Can TextWriter embed a subset of a font automatically? #1910

cbm755 · 2022-09-09T00:12:03Z

cbm755
Sep 9, 2022

Background: this code puts two Chinese characters on the page. File size, 4KiB.

from fitz import *

doc = fitz.open()
pg = doc.new_page()

excess = pg.insert_textbox(Rect(0,50,200,150), "我爱PyMuPDF!", fontname="china-ss")
print(excess)
assert excess > 0

print(pg.get_fonts())
doc.save("foo.pdf")

This one does something very similar but file size is 3.5MiB:

from fitz import *

doc = fitz.open()
pg = doc.new_page()

r = Rect(0, 100, 300, 200)
tw = TextWriter(pg.rect)
tw.append(Point(100, 40), "我爱PyMuPDF!", fontsize=10)
pg.write_text(rect=r, writers=tw)
pg.draw_rect(r)

print(pg.get_fonts())
doc.save("foo.pdf")

I know the comparison is not fair b/c the first one does not embed fonts and (I'm supposing) does not work reliably on printers, for example. Adobe Acrobat users have to download extra stuff. There are various advantages of the 2nd option but file size is certainly not one of them.

Is it do-able for PyMuPDF to embed a subset? I realize this gets really tricky when one uses multiple TextWriters over multiple pages.
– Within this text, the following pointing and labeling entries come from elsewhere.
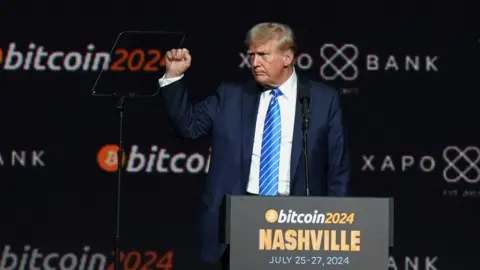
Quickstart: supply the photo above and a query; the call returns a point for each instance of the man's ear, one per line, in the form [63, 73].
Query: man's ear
[288, 58]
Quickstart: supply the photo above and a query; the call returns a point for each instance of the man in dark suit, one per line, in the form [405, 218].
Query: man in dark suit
[256, 130]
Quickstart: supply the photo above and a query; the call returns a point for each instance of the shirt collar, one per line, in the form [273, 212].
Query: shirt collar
[289, 86]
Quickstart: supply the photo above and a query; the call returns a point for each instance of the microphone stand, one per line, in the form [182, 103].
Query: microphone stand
[120, 155]
[306, 114]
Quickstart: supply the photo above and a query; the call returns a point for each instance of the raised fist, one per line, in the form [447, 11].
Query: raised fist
[177, 62]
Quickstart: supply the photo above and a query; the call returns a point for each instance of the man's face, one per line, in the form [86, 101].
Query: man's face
[267, 62]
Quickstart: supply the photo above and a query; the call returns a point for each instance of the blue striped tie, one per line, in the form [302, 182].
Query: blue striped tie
[270, 155]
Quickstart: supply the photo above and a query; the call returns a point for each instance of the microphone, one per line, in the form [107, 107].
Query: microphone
[304, 97]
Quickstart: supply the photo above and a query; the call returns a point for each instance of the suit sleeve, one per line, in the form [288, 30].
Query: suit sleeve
[338, 153]
[189, 120]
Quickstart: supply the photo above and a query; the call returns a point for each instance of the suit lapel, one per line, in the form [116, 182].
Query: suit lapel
[249, 110]
[297, 142]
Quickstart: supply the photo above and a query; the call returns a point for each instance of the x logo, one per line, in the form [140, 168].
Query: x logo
[347, 52]
[470, 156]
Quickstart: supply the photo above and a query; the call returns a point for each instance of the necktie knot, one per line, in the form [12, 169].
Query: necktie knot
[276, 92]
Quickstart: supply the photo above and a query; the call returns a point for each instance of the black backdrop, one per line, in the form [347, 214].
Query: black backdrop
[61, 201]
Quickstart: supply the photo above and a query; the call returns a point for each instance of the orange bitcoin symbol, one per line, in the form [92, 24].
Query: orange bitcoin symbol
[107, 158]
[271, 216]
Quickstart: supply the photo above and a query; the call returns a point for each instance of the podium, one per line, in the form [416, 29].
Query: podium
[292, 232]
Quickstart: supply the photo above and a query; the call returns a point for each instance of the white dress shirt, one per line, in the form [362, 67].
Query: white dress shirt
[287, 103]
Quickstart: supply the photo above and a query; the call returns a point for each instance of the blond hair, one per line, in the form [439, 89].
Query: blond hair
[264, 32]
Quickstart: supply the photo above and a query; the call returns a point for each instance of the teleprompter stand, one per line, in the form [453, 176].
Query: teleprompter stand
[140, 46]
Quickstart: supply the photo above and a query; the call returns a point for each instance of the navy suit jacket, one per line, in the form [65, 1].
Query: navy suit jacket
[229, 117]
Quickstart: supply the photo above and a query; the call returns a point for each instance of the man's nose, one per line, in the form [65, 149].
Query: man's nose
[254, 61]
But to keep it simple, suppose I had just one TextWriter. In my use-case its to "stamp" folks' names on the front of an existing files.

Answered by JorjMcKie

Sep 9, 2022

The Document method subset_fonts() is independent from TextWriter and always works. It will walk through all the PDF pages and collect all their characters by font - but only for those fonts that are no subsets already.
Then present each font with all used chars in the file to fonttools and let it compute a subset font.
If successful (should work for OTF, TTF and WOFF fonts), then the subset fontfile is used to replace the original. Also the font (base) name is prefixed with that PDF-specific 6 character prefix.

View full answer

cbm755 · 2022-09-09T00:25:02Z

cbm755
Sep 9, 2022
Author

Docs:

Actually, you would rarely ever need another sans-serif font than “Droid Sans Fallback Regular”. Except that this font file is relatively large and adds about 1.65 MB (compressed) to your PDF file size.
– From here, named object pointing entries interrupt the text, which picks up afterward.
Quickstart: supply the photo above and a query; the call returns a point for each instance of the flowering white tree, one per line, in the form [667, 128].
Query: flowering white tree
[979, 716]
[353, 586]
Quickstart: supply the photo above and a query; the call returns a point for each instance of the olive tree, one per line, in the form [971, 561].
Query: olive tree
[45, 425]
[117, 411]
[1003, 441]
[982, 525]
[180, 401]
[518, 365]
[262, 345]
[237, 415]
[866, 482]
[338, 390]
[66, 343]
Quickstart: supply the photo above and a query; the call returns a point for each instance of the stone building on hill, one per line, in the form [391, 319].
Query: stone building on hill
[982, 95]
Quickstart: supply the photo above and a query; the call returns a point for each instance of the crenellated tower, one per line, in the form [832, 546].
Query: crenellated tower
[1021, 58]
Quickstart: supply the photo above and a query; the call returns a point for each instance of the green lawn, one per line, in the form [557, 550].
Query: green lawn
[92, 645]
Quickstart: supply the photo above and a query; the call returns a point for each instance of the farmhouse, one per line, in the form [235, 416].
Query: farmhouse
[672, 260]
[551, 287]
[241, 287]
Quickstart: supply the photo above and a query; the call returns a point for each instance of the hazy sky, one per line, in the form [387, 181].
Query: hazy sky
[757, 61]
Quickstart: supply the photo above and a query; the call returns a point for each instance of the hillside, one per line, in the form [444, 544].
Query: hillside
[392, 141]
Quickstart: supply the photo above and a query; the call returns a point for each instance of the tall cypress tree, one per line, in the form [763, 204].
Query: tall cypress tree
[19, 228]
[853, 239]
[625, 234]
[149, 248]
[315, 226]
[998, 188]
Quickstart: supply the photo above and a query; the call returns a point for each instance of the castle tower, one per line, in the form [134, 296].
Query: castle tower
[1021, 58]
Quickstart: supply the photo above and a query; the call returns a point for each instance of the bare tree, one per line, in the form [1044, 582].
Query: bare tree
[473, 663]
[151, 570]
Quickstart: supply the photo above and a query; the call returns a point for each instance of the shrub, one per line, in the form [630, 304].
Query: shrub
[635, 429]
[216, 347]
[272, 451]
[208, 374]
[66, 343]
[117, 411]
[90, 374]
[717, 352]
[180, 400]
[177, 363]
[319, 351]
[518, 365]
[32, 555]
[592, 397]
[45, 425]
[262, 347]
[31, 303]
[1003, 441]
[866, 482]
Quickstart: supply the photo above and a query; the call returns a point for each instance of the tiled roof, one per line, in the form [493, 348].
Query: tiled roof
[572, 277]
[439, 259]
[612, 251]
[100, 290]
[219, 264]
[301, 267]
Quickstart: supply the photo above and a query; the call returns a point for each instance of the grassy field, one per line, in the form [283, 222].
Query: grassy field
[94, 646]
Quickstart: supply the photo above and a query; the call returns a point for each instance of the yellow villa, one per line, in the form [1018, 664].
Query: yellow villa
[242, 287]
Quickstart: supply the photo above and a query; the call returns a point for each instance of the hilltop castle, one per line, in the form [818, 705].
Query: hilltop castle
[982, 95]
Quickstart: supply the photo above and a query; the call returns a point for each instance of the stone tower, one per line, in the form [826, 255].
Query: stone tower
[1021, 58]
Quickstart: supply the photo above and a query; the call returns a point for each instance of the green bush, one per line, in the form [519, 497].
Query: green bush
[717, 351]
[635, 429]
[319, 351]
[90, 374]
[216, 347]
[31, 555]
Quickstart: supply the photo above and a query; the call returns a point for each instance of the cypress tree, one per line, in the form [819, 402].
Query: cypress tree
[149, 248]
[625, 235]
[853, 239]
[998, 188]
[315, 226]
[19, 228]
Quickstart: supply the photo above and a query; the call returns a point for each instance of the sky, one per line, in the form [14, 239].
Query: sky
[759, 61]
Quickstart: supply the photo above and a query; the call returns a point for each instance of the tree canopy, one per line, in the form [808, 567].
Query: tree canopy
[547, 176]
Hmmm, so why is my example 3.5MiB?

1 reply

JorjMcKie Sep 9, 2022
Maintainer

Hmmm, so why is my example 3.5MiB?

because you refuse to compress your PDF properly when saving 😉. Simply use doc.ez_save() ("easy save") which employs some other default saving options: garbage=3, deflate=True.
This makes your PDF size 1.5 MB.
If you also do doc.subset_fonts() before saving, then only the smallest possible part of the CJK font will be left over, giving this print out:

Built subset of font 'Droid Sans Fallback Regular'.
[(6,
  'ttf',
  'Type0',
  'BTZPSZ+Droid Sans Fallback Regular',
  'F0',
  'Identity-H',
  18),
 (12, 'cid', 'Type0', 'Helvetica', 'F1', 'Identity-H', 18)]
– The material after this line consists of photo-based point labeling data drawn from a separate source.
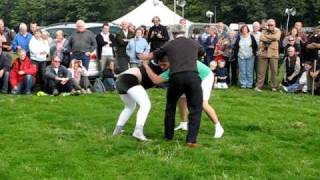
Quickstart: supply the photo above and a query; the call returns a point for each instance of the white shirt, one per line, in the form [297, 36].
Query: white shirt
[106, 49]
[36, 47]
[245, 47]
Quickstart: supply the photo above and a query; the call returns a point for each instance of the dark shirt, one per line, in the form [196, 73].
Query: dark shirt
[222, 72]
[182, 54]
[312, 54]
[155, 41]
[4, 62]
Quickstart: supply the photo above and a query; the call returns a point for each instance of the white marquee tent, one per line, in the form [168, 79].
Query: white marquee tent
[143, 14]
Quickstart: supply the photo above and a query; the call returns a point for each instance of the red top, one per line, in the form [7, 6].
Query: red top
[25, 66]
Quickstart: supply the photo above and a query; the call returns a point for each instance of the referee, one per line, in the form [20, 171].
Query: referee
[184, 78]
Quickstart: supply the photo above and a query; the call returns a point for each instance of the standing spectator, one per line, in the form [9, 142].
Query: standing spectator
[105, 42]
[158, 34]
[22, 39]
[39, 50]
[269, 55]
[109, 75]
[58, 78]
[136, 46]
[122, 39]
[79, 76]
[59, 47]
[210, 45]
[313, 46]
[33, 27]
[231, 62]
[292, 67]
[4, 71]
[256, 33]
[82, 43]
[205, 34]
[23, 74]
[246, 50]
[6, 37]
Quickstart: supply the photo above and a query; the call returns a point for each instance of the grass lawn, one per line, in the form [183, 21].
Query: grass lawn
[267, 136]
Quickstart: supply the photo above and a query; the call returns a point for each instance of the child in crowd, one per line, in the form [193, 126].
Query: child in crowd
[79, 76]
[109, 75]
[221, 76]
[302, 83]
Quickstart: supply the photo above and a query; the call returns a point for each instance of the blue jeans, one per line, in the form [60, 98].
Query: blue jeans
[4, 82]
[24, 86]
[83, 57]
[246, 72]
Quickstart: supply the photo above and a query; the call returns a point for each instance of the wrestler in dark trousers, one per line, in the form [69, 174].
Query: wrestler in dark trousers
[182, 54]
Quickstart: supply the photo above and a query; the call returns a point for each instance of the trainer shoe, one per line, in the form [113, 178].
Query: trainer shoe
[218, 132]
[139, 135]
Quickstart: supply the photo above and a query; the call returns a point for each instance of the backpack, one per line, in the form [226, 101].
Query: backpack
[98, 86]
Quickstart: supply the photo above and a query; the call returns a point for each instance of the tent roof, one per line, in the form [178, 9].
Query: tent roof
[143, 14]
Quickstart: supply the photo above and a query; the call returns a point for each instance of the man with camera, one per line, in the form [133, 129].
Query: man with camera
[158, 34]
[269, 55]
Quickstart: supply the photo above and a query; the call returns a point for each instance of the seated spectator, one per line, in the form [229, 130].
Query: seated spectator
[79, 76]
[22, 39]
[221, 76]
[58, 78]
[292, 68]
[136, 46]
[109, 75]
[105, 43]
[302, 83]
[59, 47]
[38, 55]
[23, 74]
[4, 71]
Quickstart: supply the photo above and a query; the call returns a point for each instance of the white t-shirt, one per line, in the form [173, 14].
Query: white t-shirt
[106, 49]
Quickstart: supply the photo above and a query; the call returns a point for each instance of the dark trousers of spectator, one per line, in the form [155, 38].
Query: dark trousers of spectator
[54, 84]
[190, 84]
[83, 84]
[4, 82]
[232, 67]
[83, 57]
[123, 63]
[41, 67]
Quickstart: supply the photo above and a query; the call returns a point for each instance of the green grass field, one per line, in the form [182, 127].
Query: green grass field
[267, 136]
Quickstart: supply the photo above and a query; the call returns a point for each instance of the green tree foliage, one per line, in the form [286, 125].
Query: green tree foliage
[52, 11]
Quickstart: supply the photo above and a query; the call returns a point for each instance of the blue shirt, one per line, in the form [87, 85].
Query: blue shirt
[22, 41]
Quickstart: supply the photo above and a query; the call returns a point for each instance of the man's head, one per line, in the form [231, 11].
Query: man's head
[221, 64]
[1, 24]
[56, 61]
[22, 54]
[291, 51]
[105, 28]
[59, 35]
[298, 26]
[81, 26]
[23, 29]
[256, 26]
[156, 20]
[37, 34]
[164, 63]
[33, 27]
[271, 23]
[291, 40]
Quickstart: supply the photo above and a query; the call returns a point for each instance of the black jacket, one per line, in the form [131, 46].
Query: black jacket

and a total file size of 36 KB (!).
Where the compressed size of the CJK font subset is 26933 bytes. The character prefix BTZPSZ+ indentifies this as a subset.
You must have installed fonttools https://pypi.org/project/fonttools/ for this to work.

Unfortunately, the Base-14 font replacements used by TextWriter are CID fonts, which cannot be subsetted - at least not by fontTools, which I am using.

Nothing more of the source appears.